Carmi Gillon, security chief of the late Israeli Prime Minister Yitzhak Rabin, said the assassin of Rabin should have been killed by Rabin's bodyguards at the moment he opened fire, local newspaper Yedioth Aharonoth reported on Sunday.
The 73-year-old Rabin was shot dead by Yigal Amir, a member of a Jewish extremist organization, in Tel Aviv at the end of a peace rally on Nov. 4, 1995, after Rabin signed interim peace accords with Palestinian leader Yasser Arafat.
"Yigal Amir is smiling because he knew he won. The fact that he is alive - that is a security failure ... the result of an operational breakdown that bodyguards didn't shoot him," Gillon was quoted as saying.
Gillon, who at the time of Rabin's assassination was head of the Shin Bet, Israel's internal security service, also said, "If the bodyguards had killed Amir on the spot, he wouldn't have become a symbol for the radical right wing."

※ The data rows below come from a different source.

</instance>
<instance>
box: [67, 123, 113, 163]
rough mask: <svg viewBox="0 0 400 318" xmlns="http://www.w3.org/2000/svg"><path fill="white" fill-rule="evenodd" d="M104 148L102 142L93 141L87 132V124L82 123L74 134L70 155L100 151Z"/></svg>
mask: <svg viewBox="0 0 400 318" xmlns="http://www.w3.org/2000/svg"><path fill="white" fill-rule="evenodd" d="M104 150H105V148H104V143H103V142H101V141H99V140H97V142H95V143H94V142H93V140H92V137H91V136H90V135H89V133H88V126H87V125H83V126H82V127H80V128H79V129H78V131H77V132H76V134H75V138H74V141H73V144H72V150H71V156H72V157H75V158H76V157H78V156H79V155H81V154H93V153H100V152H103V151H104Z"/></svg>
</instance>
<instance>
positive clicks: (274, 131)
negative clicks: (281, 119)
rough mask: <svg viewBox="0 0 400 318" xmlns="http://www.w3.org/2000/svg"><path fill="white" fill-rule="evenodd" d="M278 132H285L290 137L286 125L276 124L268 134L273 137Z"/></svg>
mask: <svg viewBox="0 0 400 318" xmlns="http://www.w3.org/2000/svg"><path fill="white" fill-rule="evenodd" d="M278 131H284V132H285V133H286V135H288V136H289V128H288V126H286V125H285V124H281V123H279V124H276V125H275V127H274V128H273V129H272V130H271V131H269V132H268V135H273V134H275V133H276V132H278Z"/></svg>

"Amir could add fuel to the fire for the next political murder, " he warned.
Gillon also said it was "worrisome" that the right wing's political struggle now focuses on Prime Minister Ariel Sharon over the Israeli Gaza pullout.
Yedioth Aharonoth also published a survey in Sunday's issue, which showed that 20 percent of the surveyed said Amir deserved a pardon.
Meanwhile, Amir's family have started a new campaign for his release by setting up a Website on his behalf and appearing in television interviews. They also compared the assassination to " killing a criminal" and called for the prosecution of Israeli leaders who backed the Israeli withdrawal from Gaza and the northern West Bank.